In onze streken kan de honingbij niet overleven zonder “beschermend omhulsel” (zoals op de foto hiernaast). Bijen woonden in onze streken eeuwenlang overwegend in holtes in bomen. Het is maar sinds een relatief korte periode (zeg zo’n 150 jaar) dat mensen begonnen zijn met bijen intensief in een “behuizing” te steken. De behuizing die je bijen aanbiedt verraadt veel over hoe je imkert. Er zijn ondertussen honderden types bijenkasten en andere bijen-verblijven in gebruik. Zeggen dat er evenveel types bijenbehuizing bestaan als imkers is schromelijk overdreven maar toch denkt zowat elke kast-imker zijn eigen veranderingen of verbeteringen aan bestaande kasttypes te moeten doen. Daar is niets mis mee. Mensen zijn nu eenmaal uitvinders en de honingbij is flexibel genoeg om de meeste soorten behuizing die we haar aanbieden te aanvaarden. Als een zwerm uit een volk vertrekt en een nieuwe woning kan kiezen kiest die soms ook voor de meest vreemde onderkomens. Maar toch hebben bijen een aantal natuurlijke voorkeuren bij de keuze voor een nieuw onderkomen.
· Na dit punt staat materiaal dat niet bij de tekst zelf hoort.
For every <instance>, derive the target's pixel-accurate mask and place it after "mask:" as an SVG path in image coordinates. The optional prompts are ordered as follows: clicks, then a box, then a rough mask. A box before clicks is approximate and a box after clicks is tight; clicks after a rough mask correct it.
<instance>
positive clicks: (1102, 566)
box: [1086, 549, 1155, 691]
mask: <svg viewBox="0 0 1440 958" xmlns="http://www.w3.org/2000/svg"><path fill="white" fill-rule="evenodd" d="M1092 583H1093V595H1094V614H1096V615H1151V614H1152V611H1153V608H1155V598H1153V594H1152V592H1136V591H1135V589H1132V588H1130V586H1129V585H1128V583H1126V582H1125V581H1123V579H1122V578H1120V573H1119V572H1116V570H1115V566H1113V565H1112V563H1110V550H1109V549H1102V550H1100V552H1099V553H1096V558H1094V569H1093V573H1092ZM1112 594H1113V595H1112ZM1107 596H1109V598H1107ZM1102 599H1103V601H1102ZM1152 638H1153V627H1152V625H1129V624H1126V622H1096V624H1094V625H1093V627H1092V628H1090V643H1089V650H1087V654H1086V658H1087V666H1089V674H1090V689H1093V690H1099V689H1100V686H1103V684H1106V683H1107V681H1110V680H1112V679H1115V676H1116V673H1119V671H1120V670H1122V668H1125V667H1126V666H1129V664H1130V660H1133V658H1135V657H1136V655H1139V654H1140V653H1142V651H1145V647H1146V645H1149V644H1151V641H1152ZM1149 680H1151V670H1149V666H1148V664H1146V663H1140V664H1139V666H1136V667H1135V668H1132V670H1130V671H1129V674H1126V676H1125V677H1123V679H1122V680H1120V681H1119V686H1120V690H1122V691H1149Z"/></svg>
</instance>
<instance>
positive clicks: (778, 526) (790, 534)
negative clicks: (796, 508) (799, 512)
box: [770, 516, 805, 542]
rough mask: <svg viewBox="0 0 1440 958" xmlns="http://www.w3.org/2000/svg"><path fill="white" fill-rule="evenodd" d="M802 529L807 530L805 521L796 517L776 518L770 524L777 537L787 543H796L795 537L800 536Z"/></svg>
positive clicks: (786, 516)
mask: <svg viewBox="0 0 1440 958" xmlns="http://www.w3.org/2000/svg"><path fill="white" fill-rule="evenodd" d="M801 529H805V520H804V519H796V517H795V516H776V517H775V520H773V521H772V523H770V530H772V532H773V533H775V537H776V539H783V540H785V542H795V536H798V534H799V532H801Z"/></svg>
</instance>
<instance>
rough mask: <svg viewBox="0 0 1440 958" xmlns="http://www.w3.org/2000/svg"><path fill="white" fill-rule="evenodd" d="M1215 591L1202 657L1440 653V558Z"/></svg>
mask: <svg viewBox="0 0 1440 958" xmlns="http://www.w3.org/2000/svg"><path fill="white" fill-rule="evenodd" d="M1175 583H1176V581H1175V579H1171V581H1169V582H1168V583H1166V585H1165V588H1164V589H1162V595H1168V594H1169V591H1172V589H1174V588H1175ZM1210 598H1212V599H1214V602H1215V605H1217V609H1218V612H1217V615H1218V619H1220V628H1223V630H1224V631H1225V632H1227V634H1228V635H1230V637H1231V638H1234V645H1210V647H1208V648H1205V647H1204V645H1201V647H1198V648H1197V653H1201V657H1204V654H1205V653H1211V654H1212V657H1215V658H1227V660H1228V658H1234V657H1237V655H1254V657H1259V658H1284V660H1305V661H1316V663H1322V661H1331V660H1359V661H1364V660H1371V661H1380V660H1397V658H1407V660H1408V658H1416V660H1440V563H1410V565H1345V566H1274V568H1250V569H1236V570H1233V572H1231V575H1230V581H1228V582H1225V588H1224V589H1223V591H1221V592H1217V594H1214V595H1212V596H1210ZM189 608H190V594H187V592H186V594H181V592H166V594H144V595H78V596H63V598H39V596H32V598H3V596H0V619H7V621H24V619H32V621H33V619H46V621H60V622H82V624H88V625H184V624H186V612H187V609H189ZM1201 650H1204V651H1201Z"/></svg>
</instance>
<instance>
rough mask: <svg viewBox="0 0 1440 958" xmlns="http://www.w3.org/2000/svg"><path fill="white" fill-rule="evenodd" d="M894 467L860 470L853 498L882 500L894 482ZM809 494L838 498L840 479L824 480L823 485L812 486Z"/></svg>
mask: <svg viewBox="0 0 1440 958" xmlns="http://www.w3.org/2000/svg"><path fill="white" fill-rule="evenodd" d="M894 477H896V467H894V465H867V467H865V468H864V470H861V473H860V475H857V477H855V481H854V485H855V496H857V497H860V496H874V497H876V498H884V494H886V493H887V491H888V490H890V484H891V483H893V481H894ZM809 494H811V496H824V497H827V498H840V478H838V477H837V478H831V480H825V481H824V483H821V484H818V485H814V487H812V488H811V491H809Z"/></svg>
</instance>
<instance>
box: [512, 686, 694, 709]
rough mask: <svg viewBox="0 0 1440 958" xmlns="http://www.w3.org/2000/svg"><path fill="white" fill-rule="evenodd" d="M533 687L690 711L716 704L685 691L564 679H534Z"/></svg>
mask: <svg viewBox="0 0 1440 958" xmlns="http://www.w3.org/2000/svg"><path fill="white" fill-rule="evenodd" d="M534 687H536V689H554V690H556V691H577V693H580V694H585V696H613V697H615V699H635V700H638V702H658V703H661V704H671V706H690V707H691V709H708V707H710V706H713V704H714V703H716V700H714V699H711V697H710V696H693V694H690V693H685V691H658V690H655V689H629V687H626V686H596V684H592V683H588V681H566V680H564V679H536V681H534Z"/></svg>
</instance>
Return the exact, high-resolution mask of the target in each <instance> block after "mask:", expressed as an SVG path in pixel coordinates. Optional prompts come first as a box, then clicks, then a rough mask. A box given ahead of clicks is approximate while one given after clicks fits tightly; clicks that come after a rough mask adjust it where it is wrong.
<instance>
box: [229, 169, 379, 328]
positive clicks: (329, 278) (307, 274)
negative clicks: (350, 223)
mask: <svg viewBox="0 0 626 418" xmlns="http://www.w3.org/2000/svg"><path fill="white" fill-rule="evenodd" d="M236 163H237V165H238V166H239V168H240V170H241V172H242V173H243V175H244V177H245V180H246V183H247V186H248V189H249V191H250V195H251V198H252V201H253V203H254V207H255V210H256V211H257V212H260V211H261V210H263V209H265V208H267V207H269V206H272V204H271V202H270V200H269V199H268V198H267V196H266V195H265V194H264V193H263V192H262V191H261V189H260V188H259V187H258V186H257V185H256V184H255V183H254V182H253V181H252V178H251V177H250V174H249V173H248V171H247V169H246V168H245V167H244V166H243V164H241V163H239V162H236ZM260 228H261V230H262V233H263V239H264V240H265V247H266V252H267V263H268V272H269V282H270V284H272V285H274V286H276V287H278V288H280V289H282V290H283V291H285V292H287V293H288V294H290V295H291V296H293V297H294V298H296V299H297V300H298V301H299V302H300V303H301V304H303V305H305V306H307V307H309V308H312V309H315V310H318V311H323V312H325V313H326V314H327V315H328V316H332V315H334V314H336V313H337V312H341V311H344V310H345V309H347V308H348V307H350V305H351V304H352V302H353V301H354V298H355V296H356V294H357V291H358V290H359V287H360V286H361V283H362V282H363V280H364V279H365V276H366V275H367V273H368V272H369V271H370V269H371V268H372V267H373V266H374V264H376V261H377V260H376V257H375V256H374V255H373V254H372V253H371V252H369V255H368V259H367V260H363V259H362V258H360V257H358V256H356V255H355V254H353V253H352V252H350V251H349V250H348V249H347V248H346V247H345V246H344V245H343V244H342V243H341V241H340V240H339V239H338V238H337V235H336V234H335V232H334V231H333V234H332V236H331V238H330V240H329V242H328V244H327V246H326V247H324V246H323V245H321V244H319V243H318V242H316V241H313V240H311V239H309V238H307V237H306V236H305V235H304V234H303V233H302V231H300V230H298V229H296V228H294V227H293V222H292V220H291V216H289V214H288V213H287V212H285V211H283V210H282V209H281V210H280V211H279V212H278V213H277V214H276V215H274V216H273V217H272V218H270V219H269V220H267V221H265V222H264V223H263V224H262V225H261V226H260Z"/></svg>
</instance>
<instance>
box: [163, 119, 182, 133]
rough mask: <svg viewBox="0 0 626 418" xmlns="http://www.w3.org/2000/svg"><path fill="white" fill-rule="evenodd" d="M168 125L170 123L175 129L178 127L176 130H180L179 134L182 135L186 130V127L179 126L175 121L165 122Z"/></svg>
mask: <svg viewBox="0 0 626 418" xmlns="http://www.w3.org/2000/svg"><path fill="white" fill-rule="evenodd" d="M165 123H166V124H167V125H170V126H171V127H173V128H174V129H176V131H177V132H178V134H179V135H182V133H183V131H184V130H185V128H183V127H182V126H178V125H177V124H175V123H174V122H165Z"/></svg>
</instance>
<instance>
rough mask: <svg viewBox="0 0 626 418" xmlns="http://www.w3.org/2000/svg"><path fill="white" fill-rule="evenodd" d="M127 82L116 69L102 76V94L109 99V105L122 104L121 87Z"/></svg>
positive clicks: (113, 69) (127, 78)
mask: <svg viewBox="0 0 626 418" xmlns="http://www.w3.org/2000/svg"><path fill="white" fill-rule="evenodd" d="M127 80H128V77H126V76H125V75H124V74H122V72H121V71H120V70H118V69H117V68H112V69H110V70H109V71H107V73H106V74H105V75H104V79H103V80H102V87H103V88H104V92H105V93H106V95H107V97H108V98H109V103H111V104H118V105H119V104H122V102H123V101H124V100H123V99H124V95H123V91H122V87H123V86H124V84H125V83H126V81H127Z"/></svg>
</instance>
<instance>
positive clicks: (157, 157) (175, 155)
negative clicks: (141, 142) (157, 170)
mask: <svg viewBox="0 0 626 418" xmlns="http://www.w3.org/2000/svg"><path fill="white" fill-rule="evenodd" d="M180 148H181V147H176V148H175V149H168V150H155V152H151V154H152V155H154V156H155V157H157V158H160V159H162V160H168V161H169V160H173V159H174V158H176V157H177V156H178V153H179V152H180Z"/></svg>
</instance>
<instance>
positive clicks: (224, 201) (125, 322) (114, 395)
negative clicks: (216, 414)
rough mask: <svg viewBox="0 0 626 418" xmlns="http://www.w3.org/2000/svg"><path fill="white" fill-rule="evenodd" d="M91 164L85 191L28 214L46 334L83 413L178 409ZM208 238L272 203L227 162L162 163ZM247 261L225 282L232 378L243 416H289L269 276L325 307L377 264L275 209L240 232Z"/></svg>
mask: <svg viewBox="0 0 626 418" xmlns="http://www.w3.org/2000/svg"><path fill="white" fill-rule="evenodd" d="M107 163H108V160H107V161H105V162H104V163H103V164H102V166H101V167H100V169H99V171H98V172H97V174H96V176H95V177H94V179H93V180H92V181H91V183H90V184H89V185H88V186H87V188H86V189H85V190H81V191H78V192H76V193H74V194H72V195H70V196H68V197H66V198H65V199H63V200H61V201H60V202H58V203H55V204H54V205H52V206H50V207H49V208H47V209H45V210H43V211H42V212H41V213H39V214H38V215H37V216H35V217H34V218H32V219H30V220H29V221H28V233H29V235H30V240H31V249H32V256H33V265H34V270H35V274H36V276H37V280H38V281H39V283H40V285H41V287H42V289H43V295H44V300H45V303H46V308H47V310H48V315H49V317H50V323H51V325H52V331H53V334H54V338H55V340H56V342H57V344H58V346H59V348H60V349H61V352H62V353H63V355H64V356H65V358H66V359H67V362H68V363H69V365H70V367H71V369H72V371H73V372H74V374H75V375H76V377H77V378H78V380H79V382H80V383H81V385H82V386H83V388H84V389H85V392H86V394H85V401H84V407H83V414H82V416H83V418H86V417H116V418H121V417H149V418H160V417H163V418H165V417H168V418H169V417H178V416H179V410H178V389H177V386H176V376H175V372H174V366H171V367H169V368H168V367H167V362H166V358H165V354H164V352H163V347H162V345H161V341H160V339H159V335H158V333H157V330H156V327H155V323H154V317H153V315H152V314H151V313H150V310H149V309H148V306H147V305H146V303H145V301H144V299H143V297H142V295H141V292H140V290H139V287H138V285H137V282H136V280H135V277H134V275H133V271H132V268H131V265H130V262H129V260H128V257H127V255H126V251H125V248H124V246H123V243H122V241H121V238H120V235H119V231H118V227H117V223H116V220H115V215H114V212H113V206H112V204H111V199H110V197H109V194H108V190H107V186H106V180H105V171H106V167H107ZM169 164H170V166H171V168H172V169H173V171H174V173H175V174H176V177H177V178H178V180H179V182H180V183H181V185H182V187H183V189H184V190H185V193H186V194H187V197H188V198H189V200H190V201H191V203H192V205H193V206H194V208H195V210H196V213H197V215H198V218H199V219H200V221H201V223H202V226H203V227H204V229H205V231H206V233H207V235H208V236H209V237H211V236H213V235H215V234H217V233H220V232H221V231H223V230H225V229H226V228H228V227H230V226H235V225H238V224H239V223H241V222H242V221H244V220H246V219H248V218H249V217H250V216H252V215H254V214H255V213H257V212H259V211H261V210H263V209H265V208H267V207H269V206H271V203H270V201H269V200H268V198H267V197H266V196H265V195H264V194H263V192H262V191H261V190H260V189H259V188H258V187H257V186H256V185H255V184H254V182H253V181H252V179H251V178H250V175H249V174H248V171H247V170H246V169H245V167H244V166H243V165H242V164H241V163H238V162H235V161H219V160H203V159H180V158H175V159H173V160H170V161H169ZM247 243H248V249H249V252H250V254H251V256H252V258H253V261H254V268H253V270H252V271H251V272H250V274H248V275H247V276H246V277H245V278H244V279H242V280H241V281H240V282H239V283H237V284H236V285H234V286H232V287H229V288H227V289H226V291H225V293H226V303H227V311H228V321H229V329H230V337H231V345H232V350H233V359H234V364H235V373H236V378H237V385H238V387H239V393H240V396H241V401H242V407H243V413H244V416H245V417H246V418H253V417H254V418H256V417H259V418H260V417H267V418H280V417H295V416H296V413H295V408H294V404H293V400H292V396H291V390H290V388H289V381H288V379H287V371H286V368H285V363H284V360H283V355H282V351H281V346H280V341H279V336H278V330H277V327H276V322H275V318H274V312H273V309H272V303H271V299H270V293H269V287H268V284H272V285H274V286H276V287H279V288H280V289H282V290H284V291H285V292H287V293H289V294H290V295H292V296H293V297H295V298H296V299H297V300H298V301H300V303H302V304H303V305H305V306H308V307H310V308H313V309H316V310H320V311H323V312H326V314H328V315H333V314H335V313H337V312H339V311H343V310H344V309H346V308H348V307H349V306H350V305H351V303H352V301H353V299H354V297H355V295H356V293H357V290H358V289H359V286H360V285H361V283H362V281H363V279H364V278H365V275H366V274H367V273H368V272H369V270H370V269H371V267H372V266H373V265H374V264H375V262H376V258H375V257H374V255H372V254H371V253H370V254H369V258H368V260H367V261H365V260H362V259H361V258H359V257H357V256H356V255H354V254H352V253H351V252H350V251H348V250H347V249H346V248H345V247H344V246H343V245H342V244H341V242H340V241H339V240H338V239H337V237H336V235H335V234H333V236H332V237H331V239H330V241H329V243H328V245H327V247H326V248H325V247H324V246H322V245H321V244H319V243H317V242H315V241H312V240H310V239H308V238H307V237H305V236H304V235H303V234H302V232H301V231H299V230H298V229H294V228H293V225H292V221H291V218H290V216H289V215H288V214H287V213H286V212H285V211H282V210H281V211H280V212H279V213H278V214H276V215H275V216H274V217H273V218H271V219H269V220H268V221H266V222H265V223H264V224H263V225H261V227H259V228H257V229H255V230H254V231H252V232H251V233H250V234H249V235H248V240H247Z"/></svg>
Thomas D. Seeley deed jarenlang veldonderzoek rond in het wild levende honingbijen in het Arnot Forest in het noorden van de staat New York. Hij schreef er een fascinerend boek over. In zijn onderzoek naar welke criteria zwermende honingbijen hanteren bij het kiezen van een nieuw onderkomen experimenteerde hij met verschillende types lokkasten. Voor elk mogelijk belangrijk aspect van de woning (volume, grootte van de vliegopening, de hoogte en positionering van de vliegopening, vochtigheid, spleten, aanwezigheid van oude raat) werkte hij telkens met drie gelijke lokkasten waarbij in elk trio de lokkast telkens op één van die aspecten verschilde. Elke test werd verschillende keren, op verschillende plaatsen en op verschillende tijdstippen herhaald. Zo kon Seeley concluderen dat de ideale bijenwoning in het wild aan een aantal heel duidelijke kenmerken voldoet.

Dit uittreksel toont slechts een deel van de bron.